Depending on the type of your engine and the space in your engine bay replacing an exhaust manifold can be easy or it can be more time-consuming. However, the task is straightforward and can be in most cases performed with relatively basic tools. That being said, do not attempt to replace an exhaust manifold if you are not 100% confident in your abilities or don’t have the right tools. In these cases it’s always best to leave the job to a professional. In general the steps to replace an exhaust manifold are as follows:

  1. Wait for the engine to cool down. An exhaust manifold can get extremely hot and can be a fire hazard if it touches flammable materials while it’s hot. It can also cause high-degree burns if you accidentally touch it.
  2. Removing the exhaust manifold from a naturally aspirated engine is always more simple than removing it from a turbocharged one. In the case of a turbocharged engine, the exhaust manifold removal requires that all turbo oil and water lines (if present), intercooler piping (if present), downpipes, and turbo air intake ducts be disconnected.

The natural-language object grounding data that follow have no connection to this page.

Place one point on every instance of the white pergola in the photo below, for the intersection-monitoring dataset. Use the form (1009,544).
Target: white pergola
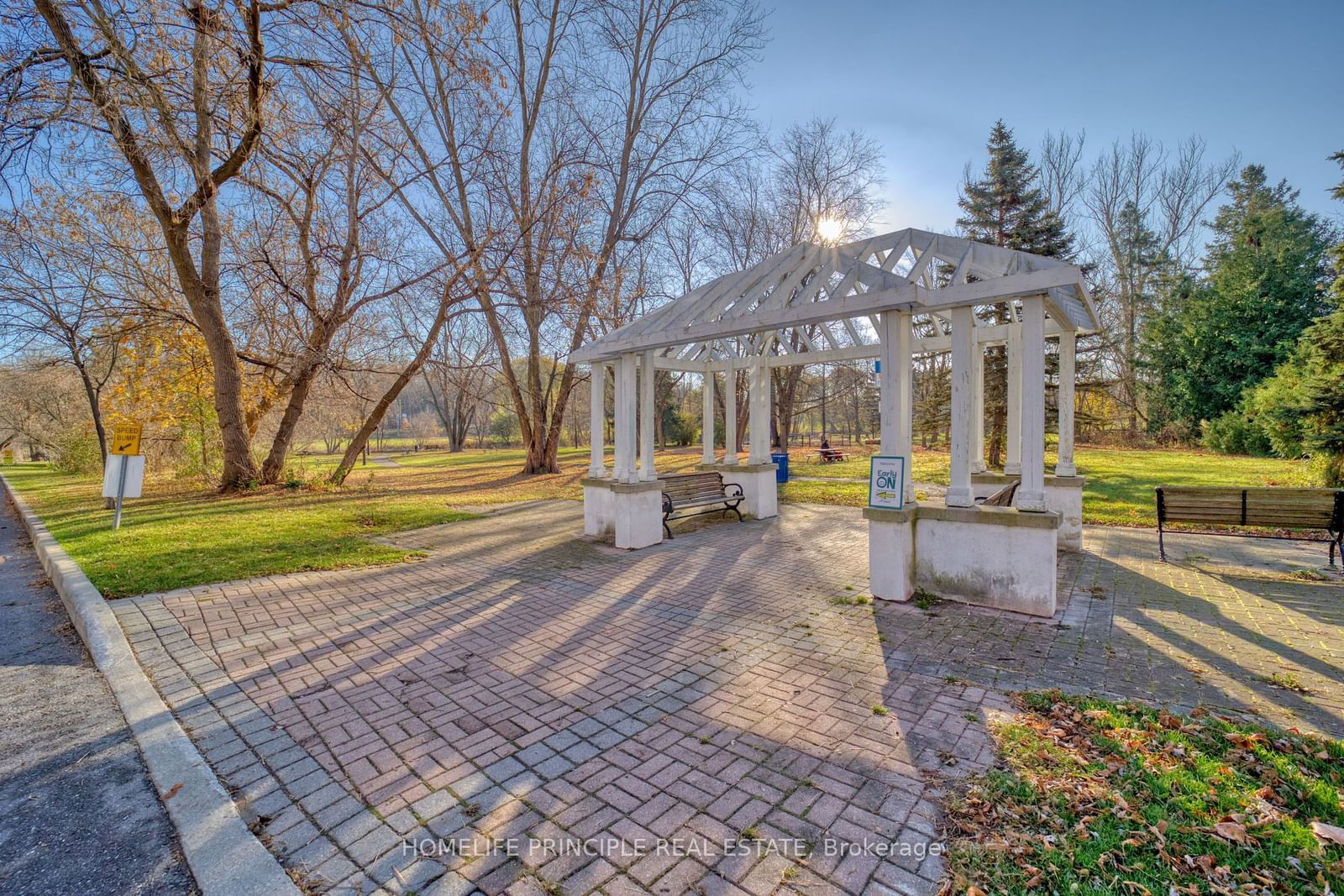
(886,297)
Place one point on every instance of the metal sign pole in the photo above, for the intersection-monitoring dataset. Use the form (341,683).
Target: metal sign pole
(121,490)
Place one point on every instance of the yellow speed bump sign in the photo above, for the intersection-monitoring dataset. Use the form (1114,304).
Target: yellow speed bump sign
(125,438)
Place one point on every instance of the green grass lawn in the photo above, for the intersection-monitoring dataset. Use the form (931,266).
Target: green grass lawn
(1120,481)
(181,533)
(181,537)
(1101,797)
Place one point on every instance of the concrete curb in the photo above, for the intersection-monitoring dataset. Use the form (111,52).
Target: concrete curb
(223,855)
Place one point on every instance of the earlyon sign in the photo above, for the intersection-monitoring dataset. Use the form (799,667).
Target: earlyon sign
(887,483)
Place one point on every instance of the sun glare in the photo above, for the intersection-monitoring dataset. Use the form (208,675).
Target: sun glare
(830,228)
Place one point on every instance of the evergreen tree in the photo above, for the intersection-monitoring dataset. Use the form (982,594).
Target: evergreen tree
(1265,278)
(1007,207)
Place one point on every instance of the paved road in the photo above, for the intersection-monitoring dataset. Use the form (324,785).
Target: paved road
(77,810)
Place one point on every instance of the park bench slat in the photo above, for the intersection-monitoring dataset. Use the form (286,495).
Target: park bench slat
(1260,506)
(685,490)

  3. On a naturally aspirated engine removing the exhaust manifold in most cases starts by disconnecting the exhaust manifold from the rest of the exhaust system. The remainder of the exhaust system can be left on the vehicle as is, or it must be further supported by jacks and/or hangers. In some cases, especially on newer, FWD vehicles the exhaust manifold will not clear various suspension elements, oil filters, coolant lines, etc. which can require the removal of these parts and make the job much more time-consuming.
  4. Once the exhaust manifold is separated from the exhaust system and any other parts in its way are removed from the vehicle the exhaust manifold needs to be unbolted from the cylinder head and then removed from the vehicle. The install is always the opposite of the removal.